Hoy se cumplen seis décadas de la promulgación por parte de Juan XXIII de la que sería su última encíclica
El 11 de abril de 1963, un Jueves Santo, el papa Juan XXIII –que fallecería 53 días después–, publicó su encíclica ‘Pacem in Terris’. Un texto “sobre la paz entre todos los pueblos que ha de fundarse en la verdad, la justicia, el amor y la libertad” en un tiempo marcado por las tensiones de la Guerra Fría. Hoy, 70 años después de esta publicación, la polarización mundial y las sombras de guerra no se han disuadido. Por ello ‘Vida Nueva’ repasa cinco desafíos a través de una selección de un texto que, escribía Andrea Tornielli estos días en los medios vaticanos, es casi tan “actual” como “ignorada”. Para el director editorial del Dicasterio para la Comunicación el texto “conserva una fuerte carga de actualidad en este mundo de la guerra a pedazos que no logra ‘desarmar el corazón’”.
Puestos a desarrollar, en primer término, el tema de los derechos del hombre, observamos que éste tiene un derecho a la existencia, a la integridad corporal, a los medios necesarios para un decoroso nivel de vida, cuales son, principalmente, el alimento, el vestido, la vivienda, el descanso, la asistencia médica y, finalmente, los servicios indispensables que a cada uno deber prestar el Estado. De lo cual se sigue que el hombre posee también el derecho a la seguridad personal en caso de enfermedad, invalidez, viudedad, vejez, paro y, por último, cualquier otra eventualidad que le prive, sin culpa suya, de los medios necesarios para su sustento.
A la persona humana corresponde también la defensa legítima de sus propios derechos: defensa eficaz, igual para todos y regida por las normas objetivas de la justicia, como advierte nuestro predecesor, de feliz memoria, Pío XII con estas palabras: “del ordenamiento jurídico querido por Dios deriva el inalienable derecho del hombre a la seguridad jurídica y, con ello, a una esfera concreta de derecho, protegida contra todo ataque arbitrario”.

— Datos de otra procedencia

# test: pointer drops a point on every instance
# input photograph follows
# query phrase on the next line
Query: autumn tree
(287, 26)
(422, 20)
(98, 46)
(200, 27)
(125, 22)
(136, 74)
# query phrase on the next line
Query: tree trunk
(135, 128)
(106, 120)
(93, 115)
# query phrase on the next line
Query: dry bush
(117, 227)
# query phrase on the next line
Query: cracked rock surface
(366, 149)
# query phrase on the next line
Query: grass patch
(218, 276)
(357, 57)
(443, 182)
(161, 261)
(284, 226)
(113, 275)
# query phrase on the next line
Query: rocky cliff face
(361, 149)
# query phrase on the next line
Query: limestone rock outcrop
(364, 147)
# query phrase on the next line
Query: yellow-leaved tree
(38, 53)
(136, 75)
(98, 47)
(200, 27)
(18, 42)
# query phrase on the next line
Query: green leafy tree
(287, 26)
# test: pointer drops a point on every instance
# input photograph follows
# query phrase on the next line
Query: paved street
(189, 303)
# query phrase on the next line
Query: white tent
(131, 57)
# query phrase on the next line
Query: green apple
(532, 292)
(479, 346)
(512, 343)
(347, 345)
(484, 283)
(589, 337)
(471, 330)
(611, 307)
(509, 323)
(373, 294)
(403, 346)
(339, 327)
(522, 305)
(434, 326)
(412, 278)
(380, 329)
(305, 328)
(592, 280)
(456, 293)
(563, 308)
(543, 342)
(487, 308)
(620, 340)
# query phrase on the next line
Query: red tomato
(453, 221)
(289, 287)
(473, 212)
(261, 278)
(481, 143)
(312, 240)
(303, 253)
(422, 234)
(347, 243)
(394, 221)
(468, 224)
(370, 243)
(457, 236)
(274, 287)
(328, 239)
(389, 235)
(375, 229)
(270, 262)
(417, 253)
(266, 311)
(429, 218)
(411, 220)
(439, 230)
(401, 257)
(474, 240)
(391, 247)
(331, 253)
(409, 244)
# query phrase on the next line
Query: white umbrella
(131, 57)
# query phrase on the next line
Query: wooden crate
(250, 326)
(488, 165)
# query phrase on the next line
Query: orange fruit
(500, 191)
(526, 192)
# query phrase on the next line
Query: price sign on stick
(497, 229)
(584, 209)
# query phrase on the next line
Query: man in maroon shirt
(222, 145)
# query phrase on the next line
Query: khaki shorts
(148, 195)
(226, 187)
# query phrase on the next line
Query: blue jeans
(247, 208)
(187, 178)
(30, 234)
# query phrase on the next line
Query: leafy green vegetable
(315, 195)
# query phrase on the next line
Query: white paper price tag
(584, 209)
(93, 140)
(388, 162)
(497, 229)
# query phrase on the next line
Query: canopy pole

La justicia, la recta razón y el sentido de la dignidad humana exigen urgentemente que cese ya la carrera de armamentos; que, de un lado y de otro, las naciones que los poseen los reduzcan simultáneamente; que se prohíban las armas atómicas; que, por último, todos los pueblos, en virtud de un acuerdo, lleguen a un desarme simultáneo, controlado por mutuas y eficaces garantías. “No se debe permitir -advertía nuestro predecesor, de feliz memoria, Pío XII- que la tragedia de una guerra mundial, con sus ruinas económicas y sociales y sus aberraciones y perturbaciones morales, caiga por tercera vez sobre la humanidad”.
Además, así como en cada Estado es preciso que las relaciones que median entre la autoridad pública y los ciudadanos, las familias y los grupos intermedios, se regulen y gobiernen por el principio de la acción subsidiaria, es justo que las relaciones entre la autoridad pública mundial y las autoridades públicas de cada nación se regulen y rijan por el mismo principio. Esto significa que la misión propia de esta autoridad mundial es examinar y resolver los problemas relacionados con el bien común universal en el orden económico, social, político o cultural, ya que estos problemas, por su extrema gravedad, amplitud extraordinaria y urgencia inmediata, presentan dificultades superiores a las que pueden resolver satisfactoriamente los gobernantes de cada nación.
El bien común universal requiere que en cada nación se fomente toda clase de intercambios entre los ciudadanos y los grupos intermedios. Porque, existiendo en muchas partes del mundo grupos étnicos más o menos diferentes, hay que evitar que se impida la comunicación mutua entre las personas que pertenecen a unas u otras razas; lo cual está en abierta oposición con el carácter de nuestra época, que ha borrado, o casi borrado, las distancias internacionales. No ha de olvidarse tampoco que los hombres de cualquier raza poseen, además de los caracteres propios que los distinguen de los demás, otros e importantísimos que les son comunes con todos los hombres, caracteres que pueden mutuamente desarrollarse y perfeccionarse, sobre todo en lo que concierne a los valores del espíritu. Tienen, por tanto, el deber y el derecho de convivir con cuantos están socialmente unidos a ellos.
Hay que establecer como primer principio que las relaciones internacionales deben regirse por la verdad. Ahora bien, la verdad exige que en estas relaciones se evite toda discriminación racial y que, por consiguiente, se reconozca como principio sagrado e inmutable que todas las comunidades políticas son iguales en dignidad natural. De donde se sigue que cada una de ellas tiene derecho a la existencia, al propio desarrollo, a los medios necesarios para este desarrollo y a ser, finalmente, la primera responsable en procurar y alcanzar todo lo anterior; de igual manera, cada nación tiene también el derecho a la buena fama y a que se le rindan los debidos honores.